Claude-Éric Poiroux : Les premiers films qui n’étaient pas enclenchés au printemps 2020 auront sans doute beaucoup souffert, même s’ils se font souvent dans des conditions un peu « légères », sans grande mise en scène et que peut-être les réalisateurs et réalisatrices se seront débrouillés par eux-mêmes. Pas mal de films ont été tournés cet été, période de tournages.
Bien sûr la production aura été plus faible mais le plus grave aujourd’hui, c’est la diffusion. Les salles ont été fermées 162 jours. Sachant que ce sont habituellement 15 films qui sortent chaque semaine, il y a aujourd’hui 400 à 450 films qui attendent, qui n’arrêtent pas d’être décalés… La distribution est bouleversée et on ne sait pas comment ces films vont pouvoir trouver leur place et leur public en salle. Le marché de la diffusion va avoir des difficultés à se remettre en route.
Qu’attendez-vous des prochaines décisions prises par les pouvoirs publics pour le cinéma en particulier ?

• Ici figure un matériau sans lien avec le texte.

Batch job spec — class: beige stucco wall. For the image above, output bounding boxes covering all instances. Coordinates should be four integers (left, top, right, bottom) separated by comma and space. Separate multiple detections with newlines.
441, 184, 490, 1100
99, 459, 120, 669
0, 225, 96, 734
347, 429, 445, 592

Claude-Éric Poiroux : On voit bien que les décisions sont suspendues à la question de l’invasion des variants du coronavirus. Si on table sur une ouverture prochaine des musées, pour les salles de spectacles, c’est autre chose. En cas de réouverture dans plusieurs semaines, est-ce que la distanciation sanitaire en salles va être maintenue ? Si les couvre-feux sont maintenus à 18 heures ou 20 heures, les exploitants et les distributeurs n’auront pas vraiment envie d’ouvrir leurs salles.
D’autant que celles-ci dépendent de tout un marché : distribution, achats d’espace publicitaire, campagne de promotion avec disponibilité des acteurs et des distributeurs… cela ne se fait pas en un claquement de doigt. Faire entrer un film dans une salle, cela nécessite un temps de préparation.